Arie bilang, banjir besar tersebut menandakan dua hal, yakni dampak krisis iklim yang tak bisa lagi dihindari dan perusakan lingkungan hidup yang sudah terjadi menahun. Dampak krisis iklim terlihat dari cuaca yang kian ekstrem, termasuk hujan lebat yang diperparah dengan terjadinya siklon tropis Senyar pada 25-27 November 2025 di Selat Malaka.
Menurut Badan Meteorologi, Klimatologi, dan Geofisika (BMKG), lewatnya siklon tropis Senyar di Selat Malaka, bahkan hingga ke daratan Aceh, Sumatera Utara, dan Sumatera Barat ini bukan fenomena umum mengingat posisi Indonesia di dekat garis ekuator.

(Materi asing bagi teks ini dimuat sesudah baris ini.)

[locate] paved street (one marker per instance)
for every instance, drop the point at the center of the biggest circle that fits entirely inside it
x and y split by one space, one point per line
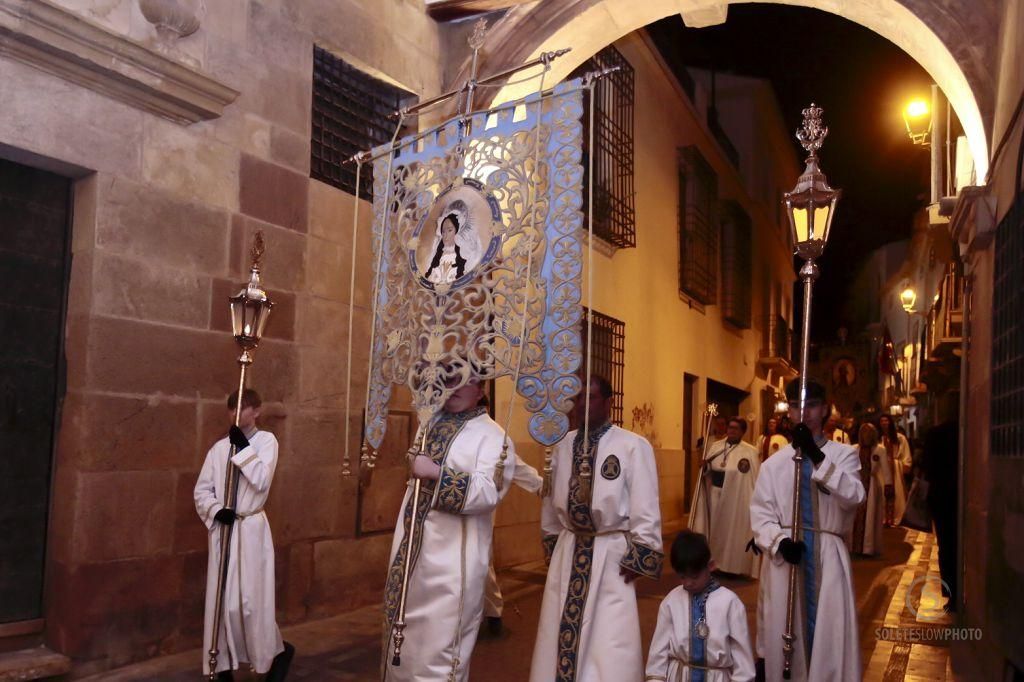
348 647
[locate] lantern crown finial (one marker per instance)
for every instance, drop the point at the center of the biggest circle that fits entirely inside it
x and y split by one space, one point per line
812 134
251 306
257 250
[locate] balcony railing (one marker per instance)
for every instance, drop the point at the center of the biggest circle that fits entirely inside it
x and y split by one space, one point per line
945 321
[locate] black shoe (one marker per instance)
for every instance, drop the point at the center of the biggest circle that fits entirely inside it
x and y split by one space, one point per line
282 662
492 628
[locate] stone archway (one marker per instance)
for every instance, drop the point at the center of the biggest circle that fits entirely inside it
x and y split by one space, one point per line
940 36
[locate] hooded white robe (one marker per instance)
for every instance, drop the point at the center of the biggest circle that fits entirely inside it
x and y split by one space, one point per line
444 602
730 506
836 491
249 630
727 645
867 522
591 633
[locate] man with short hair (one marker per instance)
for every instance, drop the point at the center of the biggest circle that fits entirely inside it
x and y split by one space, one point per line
834 432
825 646
601 528
452 543
721 507
248 628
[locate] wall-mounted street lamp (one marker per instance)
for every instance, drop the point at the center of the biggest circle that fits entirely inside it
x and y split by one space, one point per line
907 298
810 209
918 118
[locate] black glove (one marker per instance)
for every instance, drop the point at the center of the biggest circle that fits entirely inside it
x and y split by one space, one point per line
804 439
238 438
791 551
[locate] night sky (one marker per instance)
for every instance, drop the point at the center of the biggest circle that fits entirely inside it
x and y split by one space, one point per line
861 80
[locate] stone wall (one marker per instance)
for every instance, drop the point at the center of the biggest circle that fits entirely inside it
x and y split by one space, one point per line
164 215
992 511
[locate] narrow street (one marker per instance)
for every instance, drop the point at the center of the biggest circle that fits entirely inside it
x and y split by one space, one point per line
347 647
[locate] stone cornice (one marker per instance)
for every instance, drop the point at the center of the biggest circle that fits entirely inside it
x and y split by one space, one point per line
62 43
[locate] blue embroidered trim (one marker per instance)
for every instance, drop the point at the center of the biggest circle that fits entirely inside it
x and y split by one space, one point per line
549 543
452 489
441 435
809 563
698 613
642 559
570 628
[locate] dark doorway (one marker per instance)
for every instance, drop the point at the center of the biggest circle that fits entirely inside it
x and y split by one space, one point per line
689 439
727 397
34 232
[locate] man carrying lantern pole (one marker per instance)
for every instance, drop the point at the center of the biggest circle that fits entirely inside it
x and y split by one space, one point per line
450 522
807 494
240 624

Manager Kampanye Iklim dan Energi Greenpeace Indonesia, Iqbal Damanik, mengatakan, hujan ekstrem akan terus mengintai sebagai dampak dari krisis iklim. Sebagai negara kepulauan yang rawan terhadap bencana, dampak krisis iklim bukan hanya angka, tapi juga mengancam nyawa. Ia berpendapat, harus ada tindakan dan target iklim yang ambisius.
“Pemerintah tak bisa lagi mengandalkan upaya mitigasi dan adaptasi yang hanya terpampang di atas kertas, dan tidak boleh ada lagi solusi palsu dalam kebijakan iklim nasional. Sekarang waktu yang tepat untuk memperbaiki arah kebijakan nasional agar tidak lagi berpihak pada segelintir orang, tapi kelayakan bagi semua orang,” katanya.
Faktor kedua yang memicu besarnya dampak banjir Sumatera yakni perusakan hutan dan alih fungsi lahan, termasuk di wilayah hulu daerah aliran sungai (DAS). Analisis Greenpeace dengan merujuk data Kementerian Kehutanan menemukan, dalam kurun 1990-2024, banyak hutan alam di Provinsi Sumatera Utara beralih fungsi menjadi perkebunan, pertanian lahan kering, dan hutan tanaman. Situasi serupa terjadi di Aceh dan Sumatera Barat.
“Mayoritas DAS di Pulau Sumatera telah kritis, dengan tutupan hutan alam kini kurang dari 25 persen. Sedangkan secara keseluruhan kini tinggal 10-14 juta hektare hutan alam atau kurang dari 30 persen luas Pulau Sumatera yang 47 juta hektare,” kata Sapta Ananda Proklamasi, Peneliti senior Tim Kampanye Hutan Greenpeace Indonesia.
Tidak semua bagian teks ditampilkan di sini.